Our friends on Facebook have seen these profile photos.














Roger and I want you to know us here the way they do over there.










So, here are some of the profile pics we have posted of ourselves in the past year.





Sometimes we scream about politics and life.














Sometimes we just look friendly, happy, serious, and utterly human.


Now you and Facebook know the Bums equally well!

Sunday, January 2, 2011

sauna now


we have a usable sauna. we first used it dec 17 at 3 pm. i was just finishing the benches when the heater arrived by FedEx that morning. the driver came out with the box of sauna rocks, and mentioned something about the small box being pretty heavy. i told him, it's a box of rocks. he was amused. i am a bit tardy in posting here about it. i've been lazy, and slumming over at Facebook.

when i googled "sauna heater" one of the distributors listed for the brand we liked (Tylo) was Almost Heaven and their website had the lowest price i could find. so i phoned Almost Heaven (does AT&T go even further, to heaven itself?) and spoke with the wonderful Art Glick there. in the course of our conversations and emails, we learned that art is, aside from charming and competent, a fan of the beats ...you know, kerouac and those guys... and a deadhead. the bums stumbled into the right place.

the sauna room still wants a bit of trim and a finish floor, but we have light and heat and comfy benches to lie on and a way to have music. the outside of the building is still bare plywood. the seams are sealed with roof cement. we will finish the exterior with cedar shingles. later. the anteroom has insulation installed, but there is nothing but plastic film covering it. we moved martha's bench from the pond to the anteroom.

we had enough redwood from our previous saunas to do some of the interior walls so i used cedar up to 3 feet and our antique, sweat-stained redwood from there up. we lean back on very familiar walls.

the cedar we get is six foot dogeared rough cut fence boards, five eighths of an inch thick. i don't even want to ask what finished cedar or redwood boards would cost. my ancient belsaw planer (almost 50 years old) smooths one side of the fence boards nicely and then i rout the edges to make a simple overlap joint. i'm going to try to make a tongue and groove joint for the floors.

power tools. the thing atop the sawhorses is a router table. on its right, with the gaudily colored motor underneath, is the belsaw planer. barely discernible behind the router table is a tablesaw.
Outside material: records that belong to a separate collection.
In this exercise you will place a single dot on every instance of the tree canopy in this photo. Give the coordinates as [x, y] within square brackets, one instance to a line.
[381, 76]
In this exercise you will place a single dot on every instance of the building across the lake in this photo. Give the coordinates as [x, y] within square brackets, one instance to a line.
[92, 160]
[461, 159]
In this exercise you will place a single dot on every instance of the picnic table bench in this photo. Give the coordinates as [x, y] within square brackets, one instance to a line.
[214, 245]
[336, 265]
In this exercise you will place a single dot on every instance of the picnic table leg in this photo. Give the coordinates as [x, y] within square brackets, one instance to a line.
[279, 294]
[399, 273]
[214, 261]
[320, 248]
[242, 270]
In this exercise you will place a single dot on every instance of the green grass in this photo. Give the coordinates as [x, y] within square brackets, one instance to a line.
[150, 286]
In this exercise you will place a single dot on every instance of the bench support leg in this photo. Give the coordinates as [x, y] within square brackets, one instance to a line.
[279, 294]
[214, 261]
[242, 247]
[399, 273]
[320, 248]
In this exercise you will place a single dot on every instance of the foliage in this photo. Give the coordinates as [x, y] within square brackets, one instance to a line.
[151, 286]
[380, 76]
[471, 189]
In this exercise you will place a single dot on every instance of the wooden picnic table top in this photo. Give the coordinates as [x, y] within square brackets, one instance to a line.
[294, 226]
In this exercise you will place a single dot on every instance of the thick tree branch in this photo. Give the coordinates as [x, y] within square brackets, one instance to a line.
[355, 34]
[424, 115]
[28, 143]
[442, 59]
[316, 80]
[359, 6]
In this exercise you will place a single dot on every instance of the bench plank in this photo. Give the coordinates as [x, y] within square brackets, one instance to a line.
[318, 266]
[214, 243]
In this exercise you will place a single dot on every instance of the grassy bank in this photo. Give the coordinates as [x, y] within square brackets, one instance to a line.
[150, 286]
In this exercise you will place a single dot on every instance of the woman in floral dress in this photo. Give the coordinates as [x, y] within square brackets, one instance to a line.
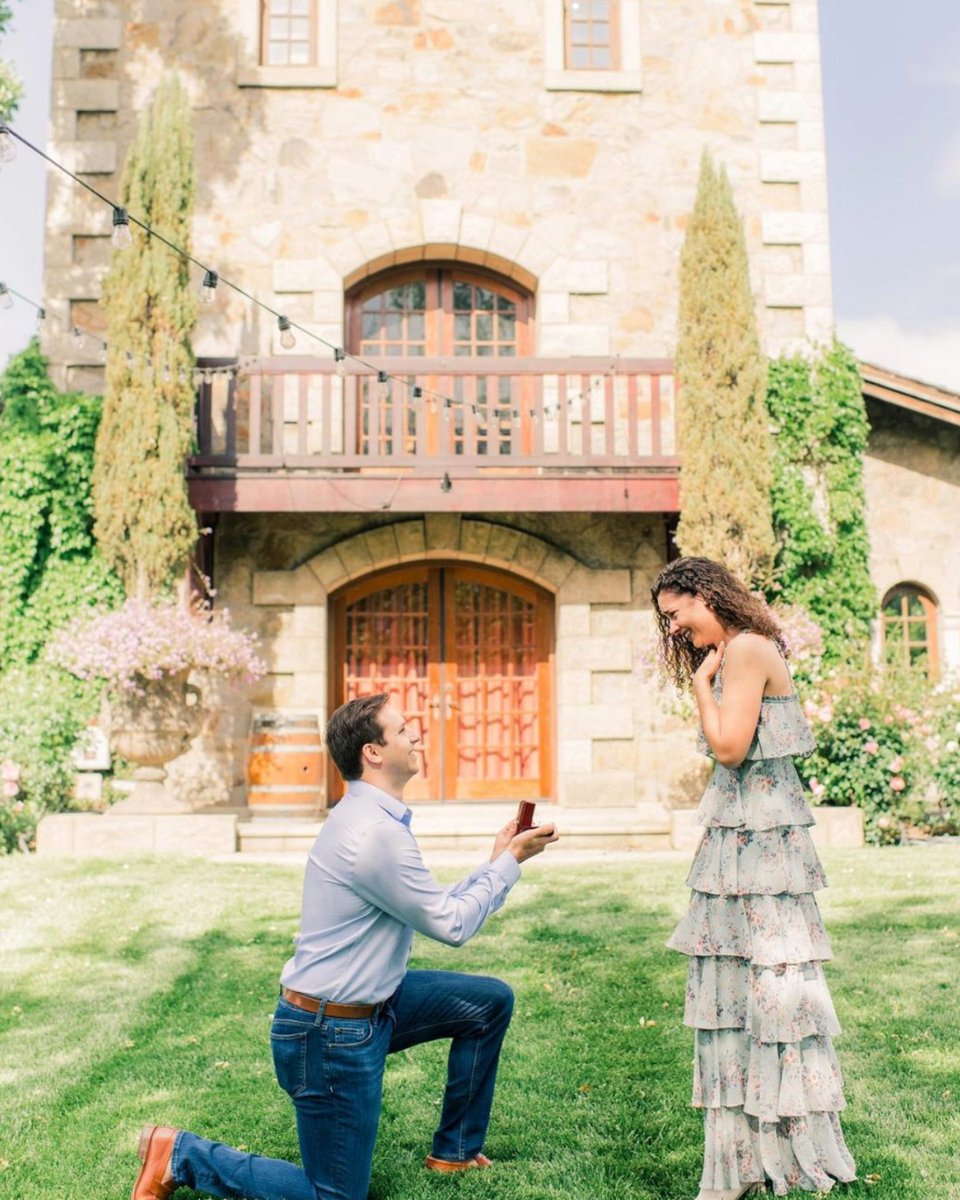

we bought enough cedar to do the sauna interior, along with the framing and plywood for walls and subfloor, back before the rain began so it was all nicely dry and ready for planing and edging. while the newest batch of cedar was seasoned when sawn, it has gotten soaked by being stored outdoors at the lumberyard, hence the carefully stickered stack of wood in our den.



BONUS

a short slide show





health update…………………

i'm doing well enough with chemo. absent-minded in a new way, along with a sort of puffy brain sensation, but no overt physical symptoms. three more two week courses of chemo with a week off between each course. i hope i'm a reverse algernon.